When the bombers got back to their base, the steel cylinders were taken from the racks and shipped back to the United States of America, where factories were operating day and night, dismantling the cylinders, separating the dangerous contents into minerals. Touchingly, it was mainly women who did this work. The minerals were then shipped to specialists in remote areas. It was their business to put them into the ground, to hide them cleverly, so they would never hurt anybody ever again.
The American fliers turned in their uniforms, became high school kids. And Hitler turned into a baby, Billy Pilgrim supposed. That wasn't in the movie. Billy was extrapolating. Everybody turned into a baby, and all humanity, without exception, conspired biologically to produce two perfect people named Adam and Eve, he supposed."

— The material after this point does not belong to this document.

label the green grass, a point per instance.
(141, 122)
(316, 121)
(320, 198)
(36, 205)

Answer yourself this question - what is war? The obvious answer is that war is a disease that affects humans in which opposing factions go crazy and attempt to kill the other side off before its "enemies" can do the same. The key to winning is to be consistently prepared for a bout of insanity. To do so, powerful people seek out more power by spending money on additional weapons instead of food or other things for the less powerful. This is called security.
Imagine war as depicted in this excerpt from Slaughterhouse Five. Imagine if war was constructive rather than destructive. I would imagine mankind would be much farther along if it weren't so concerned with destroying things.